3 Responses to SummerWorks Review: The Middle Place [Project: Humanity]

  1. Damien Atkins

    Brian, I’m afraid you are missing the point. The first part of your review essentially is a review of the buzz that the show is getting, which is wildly unfair. The show, and the buzz that it has generated are two different things. The creators of the show are not responsible for the buzz, and not responsible for hyping your expectations. You could have managed those before you came in. Also, it is ridiculous to make comparisons between what a film of the transcripts would have been like, and what the play is like. First of all, the play is a play because Andrew is a playwright, not a filmmaker. He told the stories in the only way he knew how. Secondly, it could ONLY have been a play because it affords the shelter youth the anonymity that they desire and deserve. They would not have agreed to having their faces on film, and they would not have been so candid if they didn’t know their identities would be safely concealed. Thirdly, to suggest that the play does not take advantage of the things you can do onstage is uninformed. One of the very things you commended – the actors’ ability to shift between characters, is patently something that can only be achieved onstage, and this is more than a stage trick. The act of switching from character to character helps to reinforce the notion of compassion, that we all are near to these youth, that we have more in common with them than we think. (The ability to move seamless from scene to scene is also a strength that people erroneously attribute to film, when in fact it is easier to do this sort of thing onstage – see some of Brad Fraser’s plays – because you don’t need establishing shots, etc. ) Lastly, it is irresponsible to say that the play is trying to ape a documentary. It takes skill to distill a design and a set of stage conventions into something as crystalline as you see in “The Middle Place”, and it was conceived that way so that the verbatim voicing of the shelter youth is front and center (and not concealed behind a barrage of arrogant “look at me” visual and theatrical ticks) and also so that they can tour the show through shelters and high schools.

  2. Brian

    Damien, first of all I’d like to say thanks for posting the well presented comment. Writing theatre for this blog, I occasionally feel like I’m writing into a vacuum, and it’s nice to get some feedback.

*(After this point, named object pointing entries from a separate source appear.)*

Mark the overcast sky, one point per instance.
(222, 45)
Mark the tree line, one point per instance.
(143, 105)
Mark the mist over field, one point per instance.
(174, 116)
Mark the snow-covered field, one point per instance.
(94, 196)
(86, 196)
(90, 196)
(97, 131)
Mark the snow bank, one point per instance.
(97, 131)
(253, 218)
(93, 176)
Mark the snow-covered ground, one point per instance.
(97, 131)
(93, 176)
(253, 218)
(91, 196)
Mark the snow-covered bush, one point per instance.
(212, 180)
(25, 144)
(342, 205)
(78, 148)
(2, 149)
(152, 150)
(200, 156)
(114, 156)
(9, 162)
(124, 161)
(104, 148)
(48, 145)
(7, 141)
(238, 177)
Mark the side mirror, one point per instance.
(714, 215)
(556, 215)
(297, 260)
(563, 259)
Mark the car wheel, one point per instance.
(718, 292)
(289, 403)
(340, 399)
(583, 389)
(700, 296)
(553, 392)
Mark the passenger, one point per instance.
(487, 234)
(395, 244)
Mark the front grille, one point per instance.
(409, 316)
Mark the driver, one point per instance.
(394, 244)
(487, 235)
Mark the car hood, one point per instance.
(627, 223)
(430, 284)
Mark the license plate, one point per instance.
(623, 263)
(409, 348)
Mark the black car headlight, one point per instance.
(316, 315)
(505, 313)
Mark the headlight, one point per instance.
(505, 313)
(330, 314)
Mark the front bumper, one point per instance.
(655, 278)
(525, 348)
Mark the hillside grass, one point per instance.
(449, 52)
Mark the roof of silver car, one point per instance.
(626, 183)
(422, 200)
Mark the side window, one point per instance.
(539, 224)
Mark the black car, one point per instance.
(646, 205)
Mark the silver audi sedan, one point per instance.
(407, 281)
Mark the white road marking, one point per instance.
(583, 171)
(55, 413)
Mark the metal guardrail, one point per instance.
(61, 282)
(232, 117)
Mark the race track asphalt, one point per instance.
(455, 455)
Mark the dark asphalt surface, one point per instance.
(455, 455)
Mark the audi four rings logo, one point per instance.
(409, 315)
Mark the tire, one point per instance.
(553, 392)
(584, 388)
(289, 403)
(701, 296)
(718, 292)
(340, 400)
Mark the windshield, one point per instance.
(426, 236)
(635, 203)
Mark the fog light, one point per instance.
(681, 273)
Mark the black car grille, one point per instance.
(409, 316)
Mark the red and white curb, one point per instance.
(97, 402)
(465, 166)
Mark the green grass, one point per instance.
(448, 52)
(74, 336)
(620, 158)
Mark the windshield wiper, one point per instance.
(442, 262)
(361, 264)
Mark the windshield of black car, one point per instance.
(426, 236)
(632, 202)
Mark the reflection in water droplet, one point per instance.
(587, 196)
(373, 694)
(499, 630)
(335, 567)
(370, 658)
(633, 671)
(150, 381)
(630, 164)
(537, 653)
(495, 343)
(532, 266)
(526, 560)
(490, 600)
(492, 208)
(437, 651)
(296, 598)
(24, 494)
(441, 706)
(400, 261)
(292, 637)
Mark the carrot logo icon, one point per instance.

    Is it entirely possible I missed the point? Absolutely. I’m not a professional reviewer, and I don’t work in theatre. But it’s because I’m a blogger that I talk about things like the buzz a show is getting. Like it or not, the expectations I bring in are part of the experience. You’re right, I could’ve managed my expectations, and it’s not the creator’s fault they exist. But I don’t think, in a blog setting, that it’s invalid to comment on them.

    The anonymity point is well-taken. But I’m really not trying at all to say that Andrew should’ve made a movie instead of a play. Obviously theatre is his medium, and he does it very well. But that’s not the purpose of making the comparison. I can appreciate the point of reinforcing that we’re all closer to these youth than we might think, but I don’t think the actors switching between the characters is the most effective way of doing so. I would say I felt that point most keenly through the stories, particularly when one of the caseworkers was discussing that very notion of being a few choices shy of being homeless herself.

    Lastly, I did say that The Middle Place is quite a technical accomplishment. I didn’t know the show was going to tour through shelters and high schools; that’s very admirable, but not something that has a lot of bearing on my opinion. I thought it was a good show, not a great one. I’m happy to have you disagree, and more than willing to grant I might be missing something. But I don’t think it’s uninformed or irresponsible to make the documentary film analogy when the show has exactly that kind of look and feel to me.